Mr Forrest submitted that by saying that "another Immigration Judge would attach little weight" to the letter and the police report (6/3 and 6/4 of process), the respondent was himself deciding on the new claim rather than considering whether there was a realistic prospect of success before a hypothetical immigration judge. I see that at as a misreading of paragraph 10. What the respondent is doing in that paragraph is precisely what Buxton LJ said he should do in WM (DRC) v Secretary of State for the Home Department supra at 340. There Buxton LJ refers to what he describes as the "second judgement" which "will involve not only judging the reliability of the new material, but also judging the outcome of tribunal proceedings based on that material". By saying that another immigration judge would attach little weight to the documents in question, it appears to me that the respondent is doing no more than judging the reliability of the new material. I can discern no error of law or perversity in coming to a conclusion on the part of the respondent in relation to paragraph 10.

[12] Paragraph 11 of the decision letter was in the following terms:

"Your client has also submitted various articles from the internet. No indication has been provided to show this relates to your client in any way. These objective documents have merely been printed out of various websites, none of which relate to your client personally. The Immigration Judge previously considered objective information at the appeal hearing. Your client has not provided any evidence as to how this information is significantly different."

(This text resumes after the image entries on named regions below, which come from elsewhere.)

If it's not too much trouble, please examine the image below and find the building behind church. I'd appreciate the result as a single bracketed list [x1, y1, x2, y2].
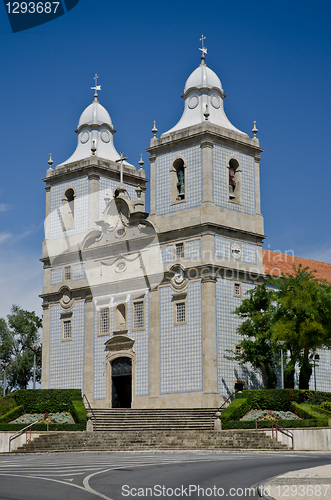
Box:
[42, 54, 331, 408]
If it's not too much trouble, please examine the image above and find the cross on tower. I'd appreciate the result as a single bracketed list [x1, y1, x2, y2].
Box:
[199, 35, 207, 57]
[91, 74, 101, 97]
[116, 153, 128, 185]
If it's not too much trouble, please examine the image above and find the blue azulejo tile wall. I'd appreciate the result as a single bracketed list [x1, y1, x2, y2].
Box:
[216, 278, 261, 396]
[93, 297, 114, 400]
[160, 281, 203, 394]
[48, 300, 85, 391]
[49, 177, 89, 240]
[155, 146, 202, 215]
[99, 177, 137, 220]
[93, 291, 149, 400]
[51, 267, 63, 285]
[185, 239, 201, 260]
[214, 236, 257, 265]
[213, 145, 256, 214]
[130, 292, 150, 397]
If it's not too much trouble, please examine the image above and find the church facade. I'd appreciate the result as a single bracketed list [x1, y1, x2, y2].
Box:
[42, 54, 278, 408]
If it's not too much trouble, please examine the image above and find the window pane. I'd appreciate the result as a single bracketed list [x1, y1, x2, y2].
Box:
[99, 307, 109, 333]
[64, 266, 71, 280]
[63, 320, 71, 339]
[133, 300, 144, 328]
[176, 302, 185, 323]
[176, 243, 184, 257]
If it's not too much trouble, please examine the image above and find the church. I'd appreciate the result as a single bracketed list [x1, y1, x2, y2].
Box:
[41, 49, 331, 408]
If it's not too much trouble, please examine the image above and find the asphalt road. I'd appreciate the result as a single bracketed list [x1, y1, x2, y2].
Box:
[0, 452, 331, 500]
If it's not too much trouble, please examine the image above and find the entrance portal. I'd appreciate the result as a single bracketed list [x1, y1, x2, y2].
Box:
[111, 357, 132, 408]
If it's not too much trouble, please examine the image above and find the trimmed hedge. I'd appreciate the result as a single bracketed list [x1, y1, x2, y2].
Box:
[0, 394, 17, 417]
[222, 418, 328, 429]
[0, 389, 87, 431]
[221, 398, 250, 421]
[292, 402, 321, 419]
[221, 389, 331, 429]
[13, 389, 82, 414]
[320, 401, 331, 416]
[0, 405, 24, 424]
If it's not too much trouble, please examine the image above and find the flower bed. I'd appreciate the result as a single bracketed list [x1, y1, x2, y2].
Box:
[10, 411, 75, 425]
[240, 410, 300, 422]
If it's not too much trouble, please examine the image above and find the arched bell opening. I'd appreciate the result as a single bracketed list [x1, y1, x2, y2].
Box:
[111, 356, 132, 408]
[62, 188, 75, 230]
[174, 158, 185, 200]
[228, 158, 241, 203]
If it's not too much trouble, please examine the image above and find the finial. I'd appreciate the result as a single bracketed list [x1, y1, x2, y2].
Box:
[136, 184, 143, 200]
[116, 153, 128, 184]
[252, 121, 258, 139]
[47, 153, 54, 170]
[91, 74, 101, 102]
[152, 120, 157, 137]
[199, 35, 207, 64]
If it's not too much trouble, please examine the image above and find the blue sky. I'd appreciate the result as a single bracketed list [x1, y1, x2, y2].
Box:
[0, 0, 331, 317]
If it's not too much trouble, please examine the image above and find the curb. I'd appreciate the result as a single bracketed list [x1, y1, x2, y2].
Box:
[256, 474, 279, 500]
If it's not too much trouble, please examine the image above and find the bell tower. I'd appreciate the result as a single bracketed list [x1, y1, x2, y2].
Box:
[147, 46, 264, 407]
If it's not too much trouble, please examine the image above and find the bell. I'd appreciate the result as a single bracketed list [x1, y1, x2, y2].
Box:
[177, 182, 185, 198]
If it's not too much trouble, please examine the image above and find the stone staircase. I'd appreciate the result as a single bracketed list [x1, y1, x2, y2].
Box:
[11, 408, 288, 453]
[13, 429, 288, 453]
[92, 408, 217, 432]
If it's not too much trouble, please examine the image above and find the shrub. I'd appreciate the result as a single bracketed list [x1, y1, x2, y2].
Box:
[247, 389, 293, 411]
[0, 406, 24, 424]
[222, 418, 328, 429]
[0, 389, 87, 431]
[0, 394, 17, 417]
[221, 398, 250, 421]
[320, 401, 331, 412]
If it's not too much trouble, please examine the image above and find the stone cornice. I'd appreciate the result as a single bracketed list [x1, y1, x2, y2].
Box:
[146, 123, 264, 155]
[43, 157, 149, 186]
[157, 222, 266, 246]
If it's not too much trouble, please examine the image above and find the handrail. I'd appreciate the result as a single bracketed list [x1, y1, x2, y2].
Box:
[83, 394, 97, 431]
[276, 422, 294, 450]
[9, 420, 40, 453]
[217, 392, 235, 411]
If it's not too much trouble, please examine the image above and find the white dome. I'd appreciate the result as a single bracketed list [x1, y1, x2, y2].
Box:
[184, 63, 223, 94]
[58, 95, 134, 168]
[161, 59, 247, 137]
[77, 100, 113, 129]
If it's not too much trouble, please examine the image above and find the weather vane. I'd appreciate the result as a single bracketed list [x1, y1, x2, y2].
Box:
[199, 35, 207, 58]
[91, 74, 101, 95]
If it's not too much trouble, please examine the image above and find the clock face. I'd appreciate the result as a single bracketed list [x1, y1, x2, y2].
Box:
[231, 243, 241, 260]
[174, 269, 184, 285]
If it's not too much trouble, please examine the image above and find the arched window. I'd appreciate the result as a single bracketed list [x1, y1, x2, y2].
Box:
[62, 188, 75, 230]
[228, 158, 240, 202]
[115, 303, 127, 330]
[174, 158, 185, 200]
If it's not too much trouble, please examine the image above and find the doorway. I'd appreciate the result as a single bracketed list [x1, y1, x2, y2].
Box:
[111, 357, 132, 408]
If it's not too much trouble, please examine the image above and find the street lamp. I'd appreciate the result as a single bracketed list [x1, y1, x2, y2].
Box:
[309, 354, 320, 391]
[1, 361, 9, 397]
[31, 345, 39, 389]
[277, 340, 286, 389]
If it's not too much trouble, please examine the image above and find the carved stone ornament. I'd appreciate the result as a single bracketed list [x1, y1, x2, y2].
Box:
[60, 289, 74, 309]
[171, 266, 188, 290]
[105, 334, 134, 352]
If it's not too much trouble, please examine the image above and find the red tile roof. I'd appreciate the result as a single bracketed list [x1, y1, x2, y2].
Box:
[262, 250, 331, 283]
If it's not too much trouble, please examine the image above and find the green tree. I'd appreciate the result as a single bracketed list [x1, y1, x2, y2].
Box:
[0, 305, 42, 390]
[225, 284, 277, 389]
[271, 264, 331, 389]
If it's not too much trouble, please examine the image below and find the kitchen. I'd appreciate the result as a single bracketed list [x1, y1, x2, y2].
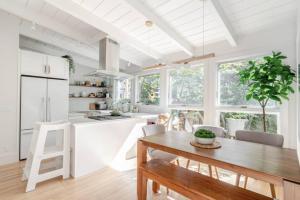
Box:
[0, 0, 300, 200]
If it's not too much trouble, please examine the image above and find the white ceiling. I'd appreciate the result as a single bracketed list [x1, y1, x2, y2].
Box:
[0, 0, 297, 68]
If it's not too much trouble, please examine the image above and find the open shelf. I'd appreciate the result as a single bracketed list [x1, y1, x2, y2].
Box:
[69, 84, 109, 88]
[69, 97, 106, 99]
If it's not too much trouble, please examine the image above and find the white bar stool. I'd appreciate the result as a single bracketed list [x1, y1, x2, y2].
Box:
[22, 122, 70, 192]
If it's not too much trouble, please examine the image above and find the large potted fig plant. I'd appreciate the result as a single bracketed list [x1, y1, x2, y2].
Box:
[239, 52, 296, 132]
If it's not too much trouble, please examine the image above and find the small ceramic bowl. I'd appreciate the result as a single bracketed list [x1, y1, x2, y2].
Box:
[195, 137, 216, 144]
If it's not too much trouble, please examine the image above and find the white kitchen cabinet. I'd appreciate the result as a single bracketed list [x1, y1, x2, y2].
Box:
[20, 50, 47, 77]
[20, 50, 69, 79]
[47, 55, 69, 79]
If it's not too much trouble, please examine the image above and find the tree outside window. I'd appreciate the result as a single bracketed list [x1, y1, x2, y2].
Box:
[139, 74, 160, 105]
[218, 58, 276, 107]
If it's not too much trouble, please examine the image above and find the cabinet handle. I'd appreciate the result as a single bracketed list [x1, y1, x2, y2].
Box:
[44, 65, 47, 74]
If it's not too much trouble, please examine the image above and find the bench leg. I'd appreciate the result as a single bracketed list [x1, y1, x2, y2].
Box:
[185, 160, 191, 169]
[208, 165, 212, 177]
[152, 181, 160, 194]
[215, 167, 219, 180]
[270, 183, 276, 199]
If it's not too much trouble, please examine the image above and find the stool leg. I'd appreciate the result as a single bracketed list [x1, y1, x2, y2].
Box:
[270, 183, 276, 199]
[26, 158, 41, 192]
[244, 176, 248, 189]
[152, 181, 160, 194]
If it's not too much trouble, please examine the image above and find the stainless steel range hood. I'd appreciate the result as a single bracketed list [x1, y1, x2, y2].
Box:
[87, 38, 133, 79]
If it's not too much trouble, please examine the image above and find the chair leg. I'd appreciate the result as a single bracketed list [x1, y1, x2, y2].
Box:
[152, 181, 160, 194]
[235, 174, 241, 187]
[185, 160, 191, 169]
[244, 176, 248, 189]
[198, 162, 201, 173]
[208, 165, 212, 177]
[141, 176, 148, 200]
[215, 167, 219, 180]
[270, 183, 276, 199]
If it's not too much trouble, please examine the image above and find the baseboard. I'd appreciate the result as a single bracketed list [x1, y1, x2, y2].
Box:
[0, 153, 19, 166]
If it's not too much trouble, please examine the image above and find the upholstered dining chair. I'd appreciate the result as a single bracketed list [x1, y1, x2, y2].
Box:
[236, 130, 284, 198]
[142, 124, 179, 165]
[142, 124, 179, 193]
[191, 124, 226, 179]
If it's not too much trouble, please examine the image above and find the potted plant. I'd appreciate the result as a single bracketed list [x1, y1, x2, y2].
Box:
[239, 52, 296, 132]
[225, 113, 249, 137]
[194, 129, 216, 144]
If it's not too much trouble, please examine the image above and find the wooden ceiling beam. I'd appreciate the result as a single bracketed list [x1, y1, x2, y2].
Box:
[46, 0, 162, 59]
[125, 0, 194, 56]
[207, 0, 238, 47]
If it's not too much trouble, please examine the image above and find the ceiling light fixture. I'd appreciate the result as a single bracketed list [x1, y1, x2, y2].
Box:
[30, 22, 36, 31]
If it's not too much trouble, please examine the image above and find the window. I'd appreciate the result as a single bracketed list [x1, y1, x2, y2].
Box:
[218, 58, 276, 107]
[217, 57, 280, 136]
[138, 74, 160, 105]
[169, 109, 204, 132]
[220, 112, 278, 135]
[118, 79, 132, 100]
[169, 66, 204, 107]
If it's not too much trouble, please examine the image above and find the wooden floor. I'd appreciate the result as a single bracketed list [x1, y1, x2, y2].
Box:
[0, 160, 282, 200]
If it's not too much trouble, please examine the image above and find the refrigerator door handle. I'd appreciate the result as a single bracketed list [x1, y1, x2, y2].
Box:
[47, 97, 51, 122]
[21, 128, 33, 135]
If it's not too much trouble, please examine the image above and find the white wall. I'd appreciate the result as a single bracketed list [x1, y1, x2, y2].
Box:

Mr Forrest submitted that this indicated that the respondent had failed to understand the import of the "objective information" which had been before the Immigration Judge at the hearing on 16 April 2009. At paragraph 34 of the Immigration Judge's Determination and Reasons the Immigration Judge makes reference to objective evidence appearing in four paragraphs of the Country of Original Information report of 12 January 2009. This deals with a specific and limited point: the possibility of a Christian from Basra relocating in the Kurdish Regional Government controlled area. Mr Forrest's reading of paragraph 11 of the decision letter to the effect that it was this very specific "objective information" and only that objective information which was being referred to is, as Mr Webster submitted, simply unsustainable. It is perfectly clear from the Immigration Judge's Determination and Reasons that he had before him and considered, objective information from a number of country guidance cases, a report from the Immigration Refugee Board of Canada and a UNHCR report in addition to the Country of Origin Information report. That was all material bearing on the situation of Christians in Iraq and the difficulties that they face. The articles submitted on behalf of the petitioner, taken from the internet, provide further instances of these difficulties. However, the respondent was entitled to conclude that the new information had not been shown to be significantly different from the information which had been before the Immigration Judge at the hearing on 16 April 2009. Critically, it could not be said, and indeed Mr Forrest did not say, that the respondent's conclusion was one that was irrational.

[13] In my opinion it is clear, as was submitted by Mr Webster, that the respondent made no error of law. He cannot be said to have come to a perverse conclusion. I therefore propose to repel the petitioner's plea in law, to sustain the respondent's third plea in law and to refuse the petition. I shall reserve all questions of expenses.